そもそも、吉祥寺という寺があるわけでもないのに、なぜ「吉祥寺 」という地名がつけられたのか?武蔵野市のホームページによると、明暦の大火(1657年)で被災した江戸市内の吉祥寺という門前町の住人が転入、開墾したことに由来しているそうだ。
のどかな農村だった吉祥寺が発展の道を歩み始めたのは、1889年にJR中央線の前身である甲武鉄道が新宿ー立川間で開通してからだ。駅周辺の道路が整備されインフラが整ったこともあり、1923年の関東大震災後、人口が急増。1934年には京王井の頭線の前身である帝都電鉄も開通し、吉祥寺駅周辺はさらに発展していく。
戦中は軍需産業都市として栄え、戦後は東京のベッドタウンとして日本の高度経済成長期を支えた吉祥寺には、1971年、「吉祥寺サンロード」アーケードが完成。歩行者が安全・快適にショッピングを楽しめる通りとなり、近郊からも多くの人が通う街となった。
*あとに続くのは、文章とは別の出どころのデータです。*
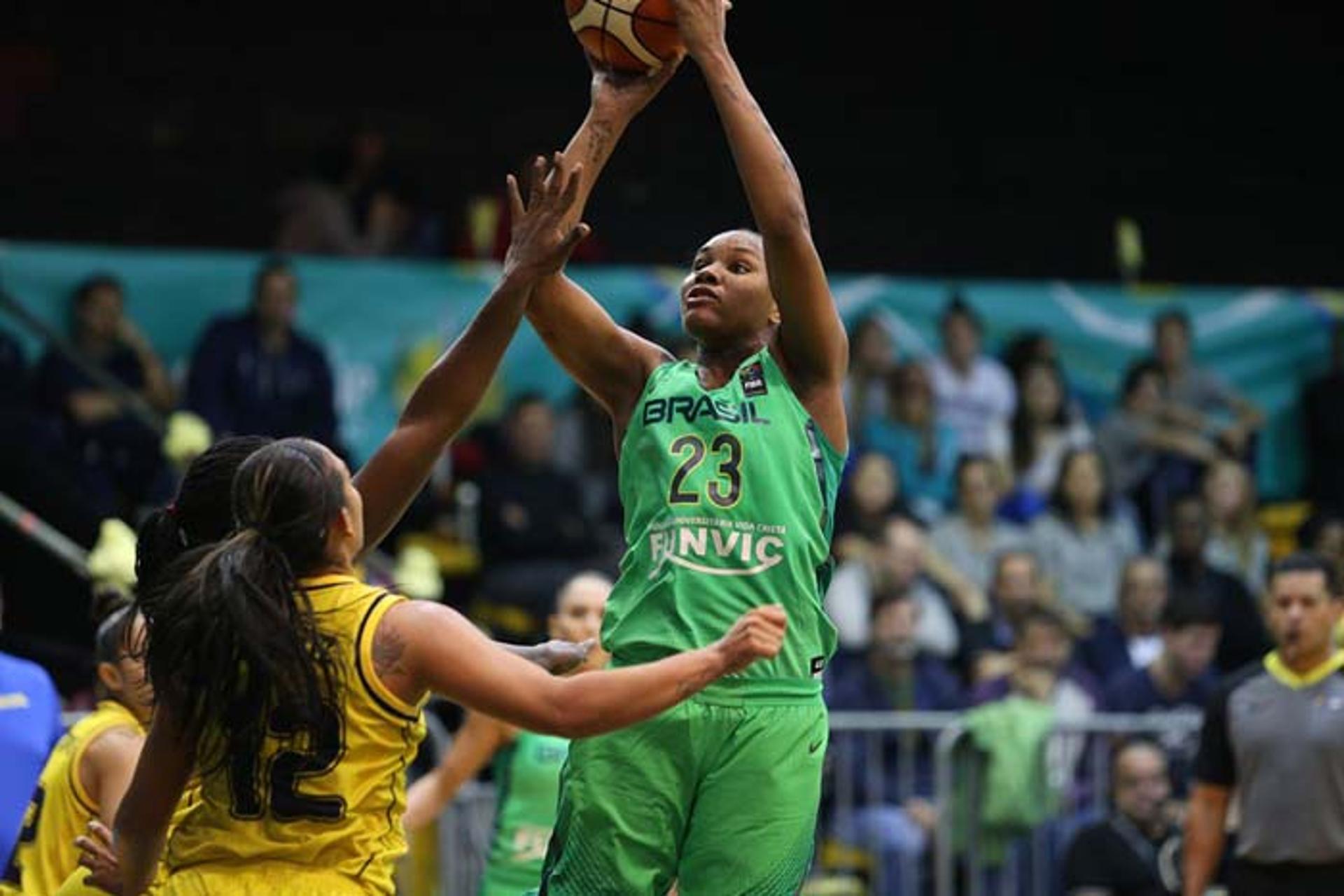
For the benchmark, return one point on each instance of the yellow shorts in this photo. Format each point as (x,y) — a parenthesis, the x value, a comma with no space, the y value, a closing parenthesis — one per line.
(260,879)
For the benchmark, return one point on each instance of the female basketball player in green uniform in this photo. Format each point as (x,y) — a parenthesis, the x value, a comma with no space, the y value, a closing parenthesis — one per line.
(729,468)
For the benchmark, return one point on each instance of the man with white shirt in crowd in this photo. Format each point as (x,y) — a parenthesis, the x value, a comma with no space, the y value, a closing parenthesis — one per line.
(974,391)
(898,564)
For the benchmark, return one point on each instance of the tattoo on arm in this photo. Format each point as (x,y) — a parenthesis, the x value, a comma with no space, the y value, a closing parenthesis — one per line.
(387,650)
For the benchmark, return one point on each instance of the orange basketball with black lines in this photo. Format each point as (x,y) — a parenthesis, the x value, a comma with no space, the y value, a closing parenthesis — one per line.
(626,35)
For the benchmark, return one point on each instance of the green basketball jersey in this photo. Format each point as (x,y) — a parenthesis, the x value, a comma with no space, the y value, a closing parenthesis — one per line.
(527,774)
(729,501)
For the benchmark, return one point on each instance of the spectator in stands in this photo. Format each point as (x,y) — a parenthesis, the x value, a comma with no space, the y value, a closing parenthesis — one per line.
(869,500)
(974,536)
(873,356)
(891,817)
(30,726)
(1245,638)
(353,203)
(257,375)
(1194,393)
(1132,638)
(112,430)
(898,566)
(1180,680)
(1042,666)
(1084,540)
(1323,419)
(533,530)
(1030,448)
(1136,850)
(1140,444)
(974,391)
(923,449)
(1237,543)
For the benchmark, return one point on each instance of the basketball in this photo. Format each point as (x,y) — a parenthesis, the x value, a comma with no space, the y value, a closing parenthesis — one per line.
(625,35)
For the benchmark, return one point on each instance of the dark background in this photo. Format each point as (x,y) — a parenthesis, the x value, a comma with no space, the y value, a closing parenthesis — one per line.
(934,139)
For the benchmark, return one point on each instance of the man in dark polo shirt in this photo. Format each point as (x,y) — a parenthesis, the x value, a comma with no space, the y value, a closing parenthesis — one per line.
(1275,734)
(1135,852)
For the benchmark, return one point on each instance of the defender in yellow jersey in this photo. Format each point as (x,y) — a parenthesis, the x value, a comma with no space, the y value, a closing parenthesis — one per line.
(90,766)
(324,797)
(258,690)
(729,470)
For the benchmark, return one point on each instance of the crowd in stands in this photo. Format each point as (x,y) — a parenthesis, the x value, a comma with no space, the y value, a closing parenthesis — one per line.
(995,535)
そんな吉祥寺が全国に知れ渡るようになったのは、1975年から76年にかけて放送されたドラマ「俺たちの旅」(中村雅俊主演)がきっかけなんだとか。
昭和50年代生まれの筆者はさすがにそのドラマは知らないが、1995年放送の「愛していると言ってくれ」(豊川悦司・常盤貴子主演)ならよく覚えている。
地方在住ながら毎週ドラマ内で目にする井の頭公園や吉祥寺の街並みに憧れ、上京したら吉祥寺に住むと心に誓っていた。
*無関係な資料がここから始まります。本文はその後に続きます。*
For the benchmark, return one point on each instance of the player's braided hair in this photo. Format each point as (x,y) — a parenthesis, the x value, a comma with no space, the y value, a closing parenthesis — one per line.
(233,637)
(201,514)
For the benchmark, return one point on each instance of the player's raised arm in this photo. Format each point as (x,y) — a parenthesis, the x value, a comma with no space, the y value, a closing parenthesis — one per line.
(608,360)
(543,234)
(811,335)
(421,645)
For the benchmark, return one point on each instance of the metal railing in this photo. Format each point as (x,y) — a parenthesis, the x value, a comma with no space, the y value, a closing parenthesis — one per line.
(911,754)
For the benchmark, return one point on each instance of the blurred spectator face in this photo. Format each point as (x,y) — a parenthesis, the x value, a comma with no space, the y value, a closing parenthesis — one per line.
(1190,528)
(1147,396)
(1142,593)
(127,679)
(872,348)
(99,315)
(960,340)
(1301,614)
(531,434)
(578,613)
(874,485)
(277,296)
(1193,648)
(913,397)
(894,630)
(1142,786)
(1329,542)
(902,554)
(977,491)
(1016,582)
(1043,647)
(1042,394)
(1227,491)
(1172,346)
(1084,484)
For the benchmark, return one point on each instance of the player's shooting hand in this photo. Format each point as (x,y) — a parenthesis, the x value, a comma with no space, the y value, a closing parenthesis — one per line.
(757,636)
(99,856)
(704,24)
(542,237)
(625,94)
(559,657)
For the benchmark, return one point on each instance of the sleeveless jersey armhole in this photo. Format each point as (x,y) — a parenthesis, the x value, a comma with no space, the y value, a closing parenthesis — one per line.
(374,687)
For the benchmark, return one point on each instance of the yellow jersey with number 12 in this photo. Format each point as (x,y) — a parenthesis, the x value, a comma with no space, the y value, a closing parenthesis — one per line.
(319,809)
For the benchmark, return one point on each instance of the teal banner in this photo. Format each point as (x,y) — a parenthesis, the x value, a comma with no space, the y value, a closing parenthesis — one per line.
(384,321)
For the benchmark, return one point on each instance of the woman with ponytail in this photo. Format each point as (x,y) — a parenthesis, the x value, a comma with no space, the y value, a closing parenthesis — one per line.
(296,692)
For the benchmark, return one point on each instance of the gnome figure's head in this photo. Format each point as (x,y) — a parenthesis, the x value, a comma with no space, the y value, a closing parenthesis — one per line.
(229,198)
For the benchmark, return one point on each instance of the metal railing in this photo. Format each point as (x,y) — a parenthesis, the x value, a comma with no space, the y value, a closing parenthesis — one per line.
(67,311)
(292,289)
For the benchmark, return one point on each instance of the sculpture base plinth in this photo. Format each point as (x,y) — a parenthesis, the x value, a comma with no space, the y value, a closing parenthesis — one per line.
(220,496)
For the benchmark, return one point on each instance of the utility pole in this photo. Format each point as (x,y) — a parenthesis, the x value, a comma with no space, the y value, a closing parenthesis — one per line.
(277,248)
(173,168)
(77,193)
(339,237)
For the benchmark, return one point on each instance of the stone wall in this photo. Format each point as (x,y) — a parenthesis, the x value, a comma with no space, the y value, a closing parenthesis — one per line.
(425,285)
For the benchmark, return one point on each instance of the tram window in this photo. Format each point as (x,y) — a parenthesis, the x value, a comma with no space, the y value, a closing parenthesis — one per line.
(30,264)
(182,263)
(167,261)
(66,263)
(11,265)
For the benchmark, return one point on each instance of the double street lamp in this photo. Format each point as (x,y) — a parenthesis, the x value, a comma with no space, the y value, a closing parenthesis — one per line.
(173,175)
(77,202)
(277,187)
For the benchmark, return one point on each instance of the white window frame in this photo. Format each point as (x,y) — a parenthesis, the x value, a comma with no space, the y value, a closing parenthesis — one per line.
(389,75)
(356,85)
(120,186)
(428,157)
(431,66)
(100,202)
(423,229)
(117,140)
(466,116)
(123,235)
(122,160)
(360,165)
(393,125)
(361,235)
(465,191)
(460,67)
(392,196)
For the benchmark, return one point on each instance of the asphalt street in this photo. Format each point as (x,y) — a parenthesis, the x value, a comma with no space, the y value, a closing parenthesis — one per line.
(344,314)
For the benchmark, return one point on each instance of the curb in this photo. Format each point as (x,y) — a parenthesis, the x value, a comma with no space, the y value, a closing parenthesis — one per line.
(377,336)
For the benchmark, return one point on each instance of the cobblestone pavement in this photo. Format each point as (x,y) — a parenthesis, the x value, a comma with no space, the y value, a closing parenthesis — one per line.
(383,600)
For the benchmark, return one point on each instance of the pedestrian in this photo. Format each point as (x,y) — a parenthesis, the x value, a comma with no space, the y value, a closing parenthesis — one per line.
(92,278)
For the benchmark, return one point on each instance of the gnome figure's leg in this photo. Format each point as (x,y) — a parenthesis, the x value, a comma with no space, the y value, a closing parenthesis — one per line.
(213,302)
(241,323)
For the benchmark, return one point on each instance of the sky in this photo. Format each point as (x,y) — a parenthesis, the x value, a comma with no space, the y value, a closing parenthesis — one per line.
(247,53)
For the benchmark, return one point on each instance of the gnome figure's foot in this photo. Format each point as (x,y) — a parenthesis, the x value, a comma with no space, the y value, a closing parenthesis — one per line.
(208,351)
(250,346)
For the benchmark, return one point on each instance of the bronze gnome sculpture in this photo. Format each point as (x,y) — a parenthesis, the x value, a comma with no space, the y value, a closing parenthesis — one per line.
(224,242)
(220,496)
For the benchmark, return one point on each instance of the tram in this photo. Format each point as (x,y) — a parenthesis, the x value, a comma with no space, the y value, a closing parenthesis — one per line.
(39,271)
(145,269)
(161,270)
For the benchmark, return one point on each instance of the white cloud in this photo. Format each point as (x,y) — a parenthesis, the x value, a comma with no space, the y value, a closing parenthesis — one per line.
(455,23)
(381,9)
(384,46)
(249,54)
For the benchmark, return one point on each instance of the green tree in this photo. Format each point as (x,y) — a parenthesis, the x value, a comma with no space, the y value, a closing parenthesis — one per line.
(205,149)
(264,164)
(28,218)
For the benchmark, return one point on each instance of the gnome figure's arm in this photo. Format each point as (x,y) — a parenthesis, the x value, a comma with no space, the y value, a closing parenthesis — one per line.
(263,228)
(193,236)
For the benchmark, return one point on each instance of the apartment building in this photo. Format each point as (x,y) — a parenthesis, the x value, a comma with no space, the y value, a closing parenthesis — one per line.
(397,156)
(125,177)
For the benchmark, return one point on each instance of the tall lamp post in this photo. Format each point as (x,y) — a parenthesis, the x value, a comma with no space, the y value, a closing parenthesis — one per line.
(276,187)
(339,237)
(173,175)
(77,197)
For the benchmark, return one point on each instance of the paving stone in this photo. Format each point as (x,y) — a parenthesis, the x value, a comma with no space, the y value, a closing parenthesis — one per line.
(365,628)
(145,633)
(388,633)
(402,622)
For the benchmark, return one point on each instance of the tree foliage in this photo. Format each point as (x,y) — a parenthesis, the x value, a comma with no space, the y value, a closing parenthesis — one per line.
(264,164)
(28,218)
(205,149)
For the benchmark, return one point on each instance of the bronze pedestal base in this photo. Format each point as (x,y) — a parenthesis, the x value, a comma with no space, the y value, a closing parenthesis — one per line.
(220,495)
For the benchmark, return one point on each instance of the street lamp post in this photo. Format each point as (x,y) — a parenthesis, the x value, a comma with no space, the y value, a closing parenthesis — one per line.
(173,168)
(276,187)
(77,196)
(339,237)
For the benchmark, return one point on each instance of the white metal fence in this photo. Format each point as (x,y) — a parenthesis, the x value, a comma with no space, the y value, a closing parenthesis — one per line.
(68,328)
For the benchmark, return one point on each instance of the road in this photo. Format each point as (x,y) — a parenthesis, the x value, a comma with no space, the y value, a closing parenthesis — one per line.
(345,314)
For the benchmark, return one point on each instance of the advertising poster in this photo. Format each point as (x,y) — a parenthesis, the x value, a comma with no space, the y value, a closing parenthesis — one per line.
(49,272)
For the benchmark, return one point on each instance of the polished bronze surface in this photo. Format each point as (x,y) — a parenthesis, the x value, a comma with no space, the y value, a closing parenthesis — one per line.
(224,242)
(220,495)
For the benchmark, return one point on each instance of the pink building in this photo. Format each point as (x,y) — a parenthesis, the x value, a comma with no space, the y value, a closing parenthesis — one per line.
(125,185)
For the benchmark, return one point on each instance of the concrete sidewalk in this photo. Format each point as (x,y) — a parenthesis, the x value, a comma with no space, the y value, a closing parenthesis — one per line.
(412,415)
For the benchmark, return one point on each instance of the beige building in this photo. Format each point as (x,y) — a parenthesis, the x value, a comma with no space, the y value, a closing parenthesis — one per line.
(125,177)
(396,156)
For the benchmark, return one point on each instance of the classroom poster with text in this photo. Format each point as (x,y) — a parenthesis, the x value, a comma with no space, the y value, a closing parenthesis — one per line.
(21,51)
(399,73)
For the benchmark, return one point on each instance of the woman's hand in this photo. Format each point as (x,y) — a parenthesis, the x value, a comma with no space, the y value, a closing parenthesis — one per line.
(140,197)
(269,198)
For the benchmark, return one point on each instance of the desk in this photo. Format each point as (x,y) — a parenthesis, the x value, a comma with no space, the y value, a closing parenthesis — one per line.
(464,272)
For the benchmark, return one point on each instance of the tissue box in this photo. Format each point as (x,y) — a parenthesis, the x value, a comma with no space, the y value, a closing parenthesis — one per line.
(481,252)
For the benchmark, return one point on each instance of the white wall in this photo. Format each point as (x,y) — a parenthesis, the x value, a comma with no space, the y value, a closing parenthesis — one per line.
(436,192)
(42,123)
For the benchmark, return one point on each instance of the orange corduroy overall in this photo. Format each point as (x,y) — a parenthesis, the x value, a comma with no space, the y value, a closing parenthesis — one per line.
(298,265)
おそらく、これまでの吉祥寺人気は、筆者のような進学や就職を機に地方から上京してきた若者に支えられていたのではないだろうか。
オシャレな街、ライブハウスや映画館、劇場のある文化的な街、ジャズの街、グルメの街ーー。吉祥寺に抱くイメージは人それぞれだろうが、こうした冠で人々を魅了し、「住んでみたい」と思わせてきたのが吉祥寺という街なのだ。
駅周辺は至極買い物の便がよく、なおかつ都内でありながら豊かな自然に恵まれた吉祥寺は、東京に憧れて地方から上京してきた田舎者にとっては大都会と地元の良さを併せ持った天国と言えるかもしれない。
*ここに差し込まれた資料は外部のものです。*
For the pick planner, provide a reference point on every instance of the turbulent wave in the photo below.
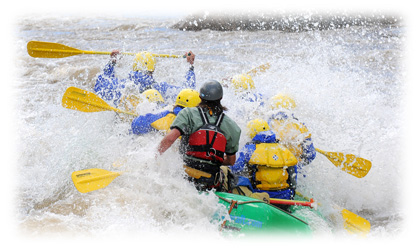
(281, 22)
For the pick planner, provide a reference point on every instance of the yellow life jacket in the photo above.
(164, 123)
(272, 160)
(291, 133)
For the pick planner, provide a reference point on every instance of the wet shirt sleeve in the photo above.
(232, 145)
(182, 121)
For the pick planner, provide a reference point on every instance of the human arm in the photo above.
(229, 160)
(168, 140)
(142, 123)
(243, 158)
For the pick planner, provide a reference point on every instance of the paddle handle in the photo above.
(310, 203)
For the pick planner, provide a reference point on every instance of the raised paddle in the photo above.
(310, 203)
(348, 163)
(92, 179)
(56, 50)
(85, 101)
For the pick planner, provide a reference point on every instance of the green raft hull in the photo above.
(252, 216)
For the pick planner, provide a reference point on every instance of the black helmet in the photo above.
(211, 91)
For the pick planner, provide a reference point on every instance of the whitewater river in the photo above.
(348, 85)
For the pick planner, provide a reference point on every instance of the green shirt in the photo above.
(189, 120)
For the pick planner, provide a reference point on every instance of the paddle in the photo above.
(260, 69)
(348, 163)
(353, 223)
(89, 180)
(253, 72)
(92, 179)
(85, 101)
(56, 50)
(310, 203)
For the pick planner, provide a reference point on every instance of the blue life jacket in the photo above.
(109, 87)
(307, 151)
(143, 124)
(244, 156)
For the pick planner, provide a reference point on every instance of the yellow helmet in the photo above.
(283, 101)
(243, 82)
(144, 61)
(152, 95)
(188, 98)
(256, 126)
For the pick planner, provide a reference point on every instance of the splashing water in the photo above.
(347, 84)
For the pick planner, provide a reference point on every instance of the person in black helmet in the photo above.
(210, 139)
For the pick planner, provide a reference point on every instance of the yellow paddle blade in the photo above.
(92, 179)
(260, 69)
(348, 163)
(355, 224)
(57, 50)
(166, 55)
(85, 101)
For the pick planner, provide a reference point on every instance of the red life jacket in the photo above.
(208, 142)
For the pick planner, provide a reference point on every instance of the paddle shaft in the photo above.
(310, 203)
(85, 101)
(56, 50)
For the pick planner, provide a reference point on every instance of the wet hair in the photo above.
(213, 106)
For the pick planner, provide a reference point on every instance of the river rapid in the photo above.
(347, 82)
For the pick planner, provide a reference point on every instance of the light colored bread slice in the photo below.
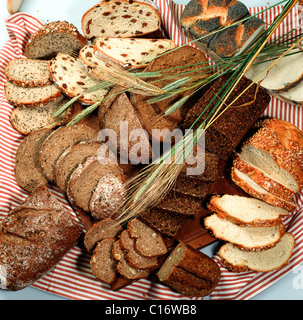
(31, 97)
(52, 38)
(263, 180)
(246, 238)
(27, 72)
(246, 211)
(27, 120)
(28, 172)
(253, 189)
(120, 19)
(72, 77)
(237, 260)
(131, 52)
(282, 77)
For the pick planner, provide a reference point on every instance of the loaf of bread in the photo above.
(237, 260)
(122, 19)
(131, 52)
(52, 38)
(246, 211)
(34, 237)
(27, 72)
(200, 18)
(189, 271)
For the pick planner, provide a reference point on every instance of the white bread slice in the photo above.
(253, 189)
(263, 179)
(246, 238)
(122, 19)
(131, 52)
(237, 260)
(283, 76)
(246, 211)
(72, 77)
(27, 72)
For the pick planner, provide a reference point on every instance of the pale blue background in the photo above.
(72, 10)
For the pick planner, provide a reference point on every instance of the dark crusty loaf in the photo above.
(52, 38)
(189, 271)
(27, 120)
(102, 262)
(58, 142)
(34, 238)
(101, 230)
(28, 172)
(32, 96)
(120, 19)
(27, 72)
(71, 158)
(229, 129)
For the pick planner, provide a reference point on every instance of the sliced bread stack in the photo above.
(253, 231)
(36, 99)
(132, 253)
(269, 166)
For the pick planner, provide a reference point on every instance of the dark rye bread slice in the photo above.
(85, 183)
(52, 38)
(148, 242)
(120, 19)
(58, 142)
(28, 172)
(229, 129)
(189, 271)
(101, 230)
(133, 258)
(27, 72)
(31, 97)
(27, 120)
(124, 269)
(71, 158)
(102, 262)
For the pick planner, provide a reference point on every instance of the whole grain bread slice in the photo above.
(27, 72)
(27, 170)
(52, 38)
(32, 96)
(58, 142)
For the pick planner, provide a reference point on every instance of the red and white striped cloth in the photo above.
(72, 277)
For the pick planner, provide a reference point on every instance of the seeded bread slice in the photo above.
(237, 260)
(27, 120)
(132, 52)
(246, 238)
(28, 172)
(52, 38)
(27, 72)
(31, 97)
(58, 142)
(120, 19)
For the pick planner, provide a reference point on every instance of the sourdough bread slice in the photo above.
(246, 211)
(101, 230)
(58, 142)
(246, 238)
(27, 72)
(31, 97)
(73, 78)
(102, 262)
(237, 260)
(253, 189)
(120, 19)
(71, 158)
(27, 170)
(52, 38)
(27, 120)
(131, 52)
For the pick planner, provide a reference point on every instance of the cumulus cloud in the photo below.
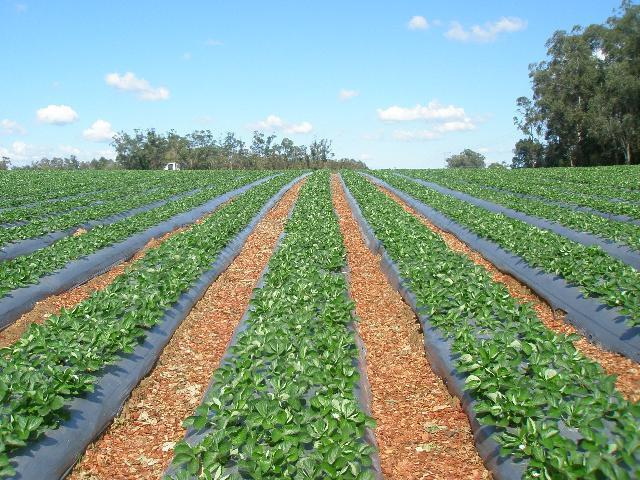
(487, 32)
(273, 122)
(100, 131)
(345, 95)
(130, 83)
(435, 132)
(57, 114)
(432, 111)
(22, 153)
(418, 22)
(11, 127)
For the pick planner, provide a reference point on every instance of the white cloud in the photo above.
(100, 131)
(486, 33)
(456, 126)
(345, 95)
(19, 148)
(412, 135)
(436, 131)
(22, 153)
(57, 114)
(204, 120)
(418, 22)
(130, 83)
(432, 111)
(273, 122)
(11, 127)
上京したての若者やアングラな劇団員が行き交う街、つまり、吉祥寺の魅力は、東京初心者にもとっつきやすい懐の深さや多様性といったところにあったのではないだろうか。
ところがーー
実際に住んでみると、吉祥寺って実はそれほど住みやすくはない街なのだ。第一に、駅から徒歩圏内の賃貸物件の数が少なすぎる。駅徒歩25分といった物件は当たり前。「吉祥寺在住」者のほとんどは、駅までバスや自転車を使う必要がある。
そして都心からの距離の割に家賃が高すぎる。ワンルームで8.5万ほどが相場とされるが、もっと安いエリアは23区内にもいくらでもある。
同じ中央線をもう少し下った武蔵境や武蔵小金井あたりの駅近物件に住んだ方がコスパと都心までの所要時間を考えるとお得度が高いはずだ。
ブランドイメージと家賃相場がどんどん上がってしまったからだろうか、もはや吉祥寺は地方からの上京者やサブカルを愛する若者たちが気軽に住める街ではなくなってしまったように思う。
事実、昨今の吉祥寺駅前で目につくのは、沿線の名門私立小学校の制服を着た子どもを連れた親子の姿だ。
駅前の雑居ビルにサピックスや早稲田アカデミーといった大手の中学受験塾や小学校受験教室の看板がずらり。自由が丘や白金高輪あたりでよく見る風景が、吉祥寺に広がっている。
今や吉祥寺は、都心の喧騒を離れ、落ち着いた環境で子育てをしたいという教育熱心なファミリー層に選ばれるハイソな街に変化しているのだ。
いわゆる「吉祥寺らしさ」は薄れても、吉祥寺人気は健在だ。街の性格や住民の属性が変わったとしても、吉祥寺はこれからも住みたい街であり続けるだろう。